On Wednesday, September 9th, Students for a Just Society hosted their first event: Know Your Rights, a workshop dedicated to understanding our civil rights. The workshop was led by trial attorney Justin Moore who served as a prosecutor at the Dallas County District Attorney’s office prior to establishing his private practice which focuses on civil rights and partnered with civil rights advocacy app Reyets. The two main takeaways are: always stay silent, and become a fact-finder.
The first main takeaway seems easy to say when you are not being confronted by the police. It’s easy to sit in your childhood bedroom, listen to a zoom call and think “I can absolutely stay silent around the police,” but it’s not always that easy. Police officers, while doing their jobs, can become increasingly aggressive and threatening, so our initial gut response may be to get emotional, try to explain ourselves or the context, or attempt to deescalate the situation, but any of those actions may lead to more aggression or be seen as evading arrest. At its worst, your words can be twisted and used against you in court for charges you may not even know you're implicating yourself in. It is law enforcement's job to enforce the law, not to empathize with your side of the story, so your take on the situation can wait until you've been cleared.

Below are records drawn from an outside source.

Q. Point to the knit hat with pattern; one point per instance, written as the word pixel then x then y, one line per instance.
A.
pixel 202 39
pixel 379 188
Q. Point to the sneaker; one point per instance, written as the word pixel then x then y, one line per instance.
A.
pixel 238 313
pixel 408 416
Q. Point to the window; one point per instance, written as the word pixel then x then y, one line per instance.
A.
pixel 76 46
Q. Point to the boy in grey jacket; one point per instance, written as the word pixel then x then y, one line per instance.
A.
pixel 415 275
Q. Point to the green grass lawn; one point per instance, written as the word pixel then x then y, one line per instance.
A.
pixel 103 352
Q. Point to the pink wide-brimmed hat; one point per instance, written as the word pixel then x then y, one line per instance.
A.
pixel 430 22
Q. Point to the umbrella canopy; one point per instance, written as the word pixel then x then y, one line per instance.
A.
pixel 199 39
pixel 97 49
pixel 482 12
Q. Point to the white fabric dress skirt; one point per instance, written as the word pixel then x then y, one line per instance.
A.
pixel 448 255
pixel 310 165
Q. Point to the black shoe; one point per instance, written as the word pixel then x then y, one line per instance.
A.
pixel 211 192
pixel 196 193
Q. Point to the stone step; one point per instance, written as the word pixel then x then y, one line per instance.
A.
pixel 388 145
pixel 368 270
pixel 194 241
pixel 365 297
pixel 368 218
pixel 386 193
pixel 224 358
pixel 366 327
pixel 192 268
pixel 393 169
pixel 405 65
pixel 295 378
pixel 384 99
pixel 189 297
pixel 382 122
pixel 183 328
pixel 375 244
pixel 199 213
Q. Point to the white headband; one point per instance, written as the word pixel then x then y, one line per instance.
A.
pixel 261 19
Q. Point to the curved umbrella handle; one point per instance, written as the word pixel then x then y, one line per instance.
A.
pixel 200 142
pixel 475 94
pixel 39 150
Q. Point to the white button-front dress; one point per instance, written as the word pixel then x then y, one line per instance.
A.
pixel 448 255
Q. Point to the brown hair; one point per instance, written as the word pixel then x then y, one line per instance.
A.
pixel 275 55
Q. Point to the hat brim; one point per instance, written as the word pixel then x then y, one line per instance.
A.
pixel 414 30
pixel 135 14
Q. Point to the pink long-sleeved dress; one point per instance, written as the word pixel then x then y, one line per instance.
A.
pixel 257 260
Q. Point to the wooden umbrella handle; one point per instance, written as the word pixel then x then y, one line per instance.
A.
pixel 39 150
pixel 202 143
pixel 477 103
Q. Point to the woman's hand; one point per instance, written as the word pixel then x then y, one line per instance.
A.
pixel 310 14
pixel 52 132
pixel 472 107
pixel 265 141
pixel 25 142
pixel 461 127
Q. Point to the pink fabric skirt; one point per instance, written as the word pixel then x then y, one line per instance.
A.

The second takeaway from this workshop is that everyone should become a fact-finder when interacting with the police. This is especially true for bystanders, so if you see a police interaction taking place, take a step back, pull out your phone, and make it extremely obvious that you are filming the interaction. It is important to first take a step back to show that you are not trying to interfere with anything, and it’s just as important to make it obvious that everyone is being filmed. Justin reiterated that the goal whenever the police confronts you is to not get convicted, so the more “facts” there are to show that you did everything correctly, the better. A video can sometimes provide the public and a courtroom with an objective account of what happened between law enforcement and a civilian, so recording an interaction while it's happening can be more important than you may realize at the time.
I personally have never interacted with the police; I have never even been pulled over, so this workshop was pretty much all brand new information for me. I never learned anything like this in my 12 years of public school education, nor did I learn this in my undergraduate justice class, but thankfully I have learned it now. The app Reyets that helped to put on this event can assist in carrying out all the lessons I just learned. It has sections with common questions so you can quickly see what your rights are in any given situation, and it has a camera built into the app, so whether you are watching a police interaction or are interacting with the police yourself, you can quickly access everything you need. In a perfect world, I would not need to have this app or spend my Wednesday night learning about my rights. We are not in a perfect world, and most of us still have plenty to learn about our rights. Let's hope more workshops like the Know Your Rights Workshop and apps like Reyets can keep teaching us more and more about what we should already know.